Given the rather horrible events in Washington DC today, I couldn’t help but think of a world of unremitting violence, not just by one side but by everyone. It seems for most of the past twelve months, but really much longer than that, one “side” has been pitted against another with no one neutral, no non-combatants, where everyone must win, which means always that we must make another side lose.

When I saw the photo, I could only imagine some piteous child who had managed to escape the carnage, but where could she go? I sent her to the only world I had at hand to keep her safe. If only I could send my grandchildren there and then show them around. Steampunk and dragon magic indeed.

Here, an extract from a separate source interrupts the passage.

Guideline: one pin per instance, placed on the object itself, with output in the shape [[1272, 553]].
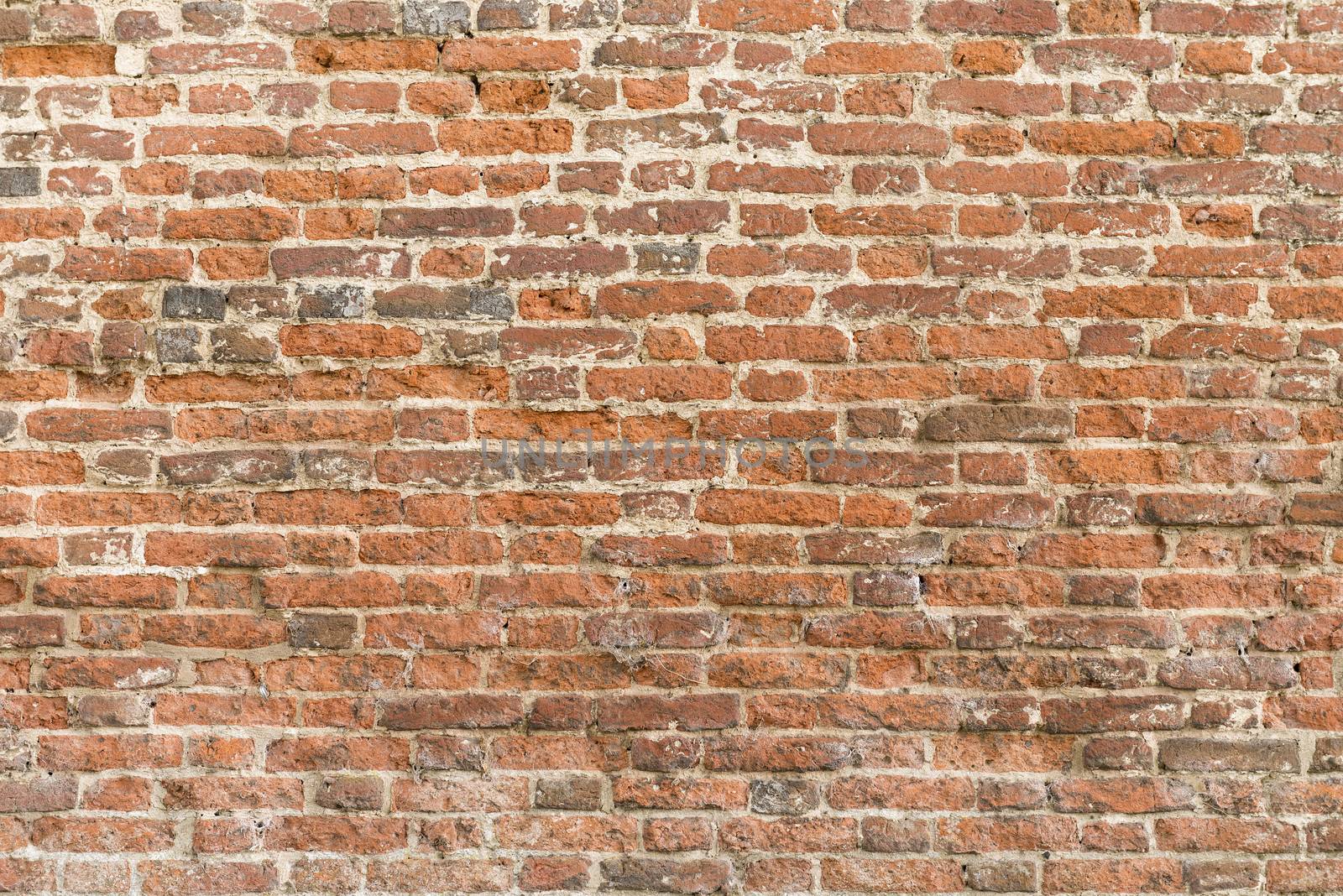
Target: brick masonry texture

To read other tales inspired by the photo, click Mister Linky.

One thought on “Waif

  1. Civil War is never pretty, especially as it transitions into actual physical violence. In any war, there are opening salvos or “shots heard-round-the-world” or archduke assassinations, or triggering events of some kind — some proverbial straw to break the camel’s back. Is that what we’re seeing? I don’t know. Once it occurs, though, events will become worse before they can become better. I don’t believe current events represent mere brinksmanship where two worldviews can each take a step back from the abyss. I suspect they reflect what Lincoln called a “house divided against itself” — and we can recall the circumstances which had preceeded the speech in which he said it and the battleground where he stood to do so. Always, always, the question that occurs is: “How shall anyone survive?” Similarly one may ask under what conditions may they do so. Almost sixty years ago it was said “you don’t need a weatherman to know which way the wind is a-blowin’.” Still longer ago it was said that “this, too, shall pass”. Nonetheless one must anticipate “a lot of livin’ and dyin’ between ’em”, regardless of whether one is an optimist or a pessimist. And “the curse causeless does not come”.